Priya took off massively. But then two setbacks happened: his father’s death in 1992, which brought him back to the trucking company (“I was only 25 and working with the company by the day and selling cinema tickets at Priya in the evening”); and a fire in the trucking company in 1994, where the family lost a lot of money.
Disheartened, on the advice of his mother — “who is still with me, God bless her” — he decided to follow his passion and handed over the trucking business to his uncle and cousins.
And in 1997, after a joint venture with Village Roadshow, the PVR brand — then Priya Village Roadshow Ltd — was born. Thus began India’s multiplex revolution. When Village Roadshow pulled out of India post 9/11, Bijli braved it out, now with help from private equity funds. Renuka Ramnath, head of ICICI Venture, was the first to come to the rescue.

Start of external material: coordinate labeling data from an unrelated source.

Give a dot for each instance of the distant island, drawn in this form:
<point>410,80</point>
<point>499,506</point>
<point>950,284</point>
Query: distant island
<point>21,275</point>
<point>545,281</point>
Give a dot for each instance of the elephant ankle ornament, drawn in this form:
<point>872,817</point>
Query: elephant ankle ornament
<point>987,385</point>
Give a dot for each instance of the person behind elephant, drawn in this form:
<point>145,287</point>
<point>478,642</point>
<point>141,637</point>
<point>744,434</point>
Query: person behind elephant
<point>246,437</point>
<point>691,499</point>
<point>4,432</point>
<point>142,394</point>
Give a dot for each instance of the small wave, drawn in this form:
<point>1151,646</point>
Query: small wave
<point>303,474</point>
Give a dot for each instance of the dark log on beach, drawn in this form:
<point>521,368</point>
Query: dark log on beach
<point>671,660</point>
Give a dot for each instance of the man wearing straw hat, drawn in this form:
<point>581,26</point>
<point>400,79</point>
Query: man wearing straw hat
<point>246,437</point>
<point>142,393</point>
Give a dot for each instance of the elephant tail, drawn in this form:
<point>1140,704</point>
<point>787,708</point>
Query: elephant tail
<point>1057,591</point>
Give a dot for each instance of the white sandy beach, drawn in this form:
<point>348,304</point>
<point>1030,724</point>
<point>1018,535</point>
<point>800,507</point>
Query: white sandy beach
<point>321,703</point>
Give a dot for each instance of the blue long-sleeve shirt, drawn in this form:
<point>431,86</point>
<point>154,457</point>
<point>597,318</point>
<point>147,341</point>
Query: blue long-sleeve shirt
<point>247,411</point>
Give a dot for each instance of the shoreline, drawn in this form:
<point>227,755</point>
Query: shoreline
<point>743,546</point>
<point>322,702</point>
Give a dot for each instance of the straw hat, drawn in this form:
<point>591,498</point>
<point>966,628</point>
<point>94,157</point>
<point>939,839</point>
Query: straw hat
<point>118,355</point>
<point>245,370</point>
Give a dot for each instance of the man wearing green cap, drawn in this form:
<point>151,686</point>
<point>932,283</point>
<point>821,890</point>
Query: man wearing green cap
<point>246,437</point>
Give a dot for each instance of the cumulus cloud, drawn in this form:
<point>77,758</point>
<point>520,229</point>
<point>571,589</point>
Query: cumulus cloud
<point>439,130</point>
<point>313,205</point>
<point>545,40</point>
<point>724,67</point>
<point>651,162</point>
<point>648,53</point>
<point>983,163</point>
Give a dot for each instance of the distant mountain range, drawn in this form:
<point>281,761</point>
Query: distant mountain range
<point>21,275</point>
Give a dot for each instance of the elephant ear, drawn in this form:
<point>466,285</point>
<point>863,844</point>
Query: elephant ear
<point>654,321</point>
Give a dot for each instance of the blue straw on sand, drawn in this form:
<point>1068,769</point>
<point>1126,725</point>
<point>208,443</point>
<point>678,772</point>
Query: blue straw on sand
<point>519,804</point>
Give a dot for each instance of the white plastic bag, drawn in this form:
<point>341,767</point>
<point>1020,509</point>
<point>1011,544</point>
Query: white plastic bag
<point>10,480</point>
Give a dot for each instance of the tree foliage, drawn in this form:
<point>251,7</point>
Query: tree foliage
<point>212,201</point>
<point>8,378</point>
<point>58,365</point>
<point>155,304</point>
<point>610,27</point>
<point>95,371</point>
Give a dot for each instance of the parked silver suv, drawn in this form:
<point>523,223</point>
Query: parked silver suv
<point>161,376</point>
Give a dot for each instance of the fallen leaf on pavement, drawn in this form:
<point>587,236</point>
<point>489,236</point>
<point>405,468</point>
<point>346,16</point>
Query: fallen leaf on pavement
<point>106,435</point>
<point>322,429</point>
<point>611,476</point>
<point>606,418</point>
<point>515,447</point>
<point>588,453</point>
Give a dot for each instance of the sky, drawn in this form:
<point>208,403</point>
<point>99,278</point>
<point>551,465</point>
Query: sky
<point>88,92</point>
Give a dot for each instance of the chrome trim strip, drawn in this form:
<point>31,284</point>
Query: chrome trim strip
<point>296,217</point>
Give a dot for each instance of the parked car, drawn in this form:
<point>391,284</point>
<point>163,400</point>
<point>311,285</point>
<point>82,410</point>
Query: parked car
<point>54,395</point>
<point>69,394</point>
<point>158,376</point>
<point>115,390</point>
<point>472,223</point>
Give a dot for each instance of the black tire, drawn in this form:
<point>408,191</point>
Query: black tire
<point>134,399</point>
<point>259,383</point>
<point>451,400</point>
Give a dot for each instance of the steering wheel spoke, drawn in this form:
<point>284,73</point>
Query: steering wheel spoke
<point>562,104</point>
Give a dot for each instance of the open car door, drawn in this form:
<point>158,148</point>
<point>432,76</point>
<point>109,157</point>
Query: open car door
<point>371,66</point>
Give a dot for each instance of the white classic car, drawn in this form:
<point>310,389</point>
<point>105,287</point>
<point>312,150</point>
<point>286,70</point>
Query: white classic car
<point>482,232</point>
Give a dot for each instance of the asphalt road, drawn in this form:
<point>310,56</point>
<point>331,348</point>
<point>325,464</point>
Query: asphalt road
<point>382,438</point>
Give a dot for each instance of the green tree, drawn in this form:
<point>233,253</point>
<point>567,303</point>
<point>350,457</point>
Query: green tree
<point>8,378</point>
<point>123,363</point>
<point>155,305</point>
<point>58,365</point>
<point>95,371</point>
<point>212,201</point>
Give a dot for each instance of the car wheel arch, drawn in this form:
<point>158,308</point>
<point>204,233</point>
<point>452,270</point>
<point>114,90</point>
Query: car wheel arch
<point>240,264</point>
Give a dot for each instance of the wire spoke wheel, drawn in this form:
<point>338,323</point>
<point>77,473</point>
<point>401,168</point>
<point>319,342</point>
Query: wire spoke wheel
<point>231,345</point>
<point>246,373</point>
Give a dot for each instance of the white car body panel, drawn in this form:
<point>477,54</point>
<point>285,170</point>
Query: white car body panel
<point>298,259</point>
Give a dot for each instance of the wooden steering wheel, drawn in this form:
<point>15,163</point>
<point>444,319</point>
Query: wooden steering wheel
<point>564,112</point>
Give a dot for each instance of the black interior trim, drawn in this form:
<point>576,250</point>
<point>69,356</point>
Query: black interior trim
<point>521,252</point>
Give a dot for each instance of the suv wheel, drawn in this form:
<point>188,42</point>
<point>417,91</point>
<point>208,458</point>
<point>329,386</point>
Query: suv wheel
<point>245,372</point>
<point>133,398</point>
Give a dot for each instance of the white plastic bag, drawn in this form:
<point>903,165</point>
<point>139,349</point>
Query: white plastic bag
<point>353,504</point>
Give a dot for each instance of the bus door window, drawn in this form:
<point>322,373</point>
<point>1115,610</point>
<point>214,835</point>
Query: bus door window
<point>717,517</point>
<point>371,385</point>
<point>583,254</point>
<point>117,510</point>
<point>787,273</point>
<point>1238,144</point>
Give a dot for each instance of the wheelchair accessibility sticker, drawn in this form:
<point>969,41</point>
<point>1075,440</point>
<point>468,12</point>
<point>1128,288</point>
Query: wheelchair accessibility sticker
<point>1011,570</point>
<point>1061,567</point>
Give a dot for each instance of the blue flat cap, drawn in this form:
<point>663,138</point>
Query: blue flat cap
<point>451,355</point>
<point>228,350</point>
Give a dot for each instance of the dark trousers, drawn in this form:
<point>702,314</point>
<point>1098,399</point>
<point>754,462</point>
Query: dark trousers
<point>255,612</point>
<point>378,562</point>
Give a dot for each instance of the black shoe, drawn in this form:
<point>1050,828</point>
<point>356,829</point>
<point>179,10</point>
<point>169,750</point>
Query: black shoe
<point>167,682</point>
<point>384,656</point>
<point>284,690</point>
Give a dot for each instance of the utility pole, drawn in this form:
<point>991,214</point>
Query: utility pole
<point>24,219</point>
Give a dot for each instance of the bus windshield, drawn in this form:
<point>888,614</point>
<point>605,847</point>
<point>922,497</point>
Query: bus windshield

The arrival of malls only upped the game and “we realised the way to grow was by being in organised retail formats”, he says.
PVR now went from strength to strength, expanding organically and inorganically. “We opened lots of screens; got listed on the stock exchange in 2006; acquired Cinemax, DT, the Chennai-headquartered SPI Cinemas, which was a big deal given its huge reach in the South… And then the pandemic happened. Everything came to a halt,” he says, laughing long and loud.
It called for out-of-the-box thinking — of turning cost centres to profit centres. So, the company launched V Pristine, which tapped into PVR’s vast housekeeping department to offer luxury cleaning and sanitising services. PVR’s 4700BC Gourmet Popcorn was also launched as an FMCG product. Content distribution became another such vertical. “We did Sooryavanshi and 83, so now even if the shutters were down, we could monetise the movie,” says Bijli.
What also happened was that Bijli went back to music and launched a band, Random Order. He did have one (Modus Operandi) when he was in college and had also cut an album (Photonics) at 17. But music had kind of taken a backseat, “though I always had a guru for Hindi music — Kishore, Jagjit Singh and so on”, he says. Now he also has one for English music. “She teaches at USC Thornton School of Music and I have lessons with her on Zoom either early in the morning or in the evenings.”
Thrice a week there are also two-hour jam sessions with the band. “It is an appointment I keep with myself and my band,” he says. A vocalist, he unveiled his first music video, “Don’t Let The Sun Go Down On Me”, on YouTube. “The song was originally sung by Elton John in 1974. I bought the rights from his company,” he says.
Bijli’s band performs live at HOME, a members-only club, and at other exclusive locations like the Quorum, also a members-only club in Gurugram, besides select private events. “Our next performance is in Mumbai and then in Bengaluru,” he says, smiling. “We now have about 100 songs of our own.”
Things are looking good. And PVR posting its first profit this week, after two dark years, is the cherry on the cake.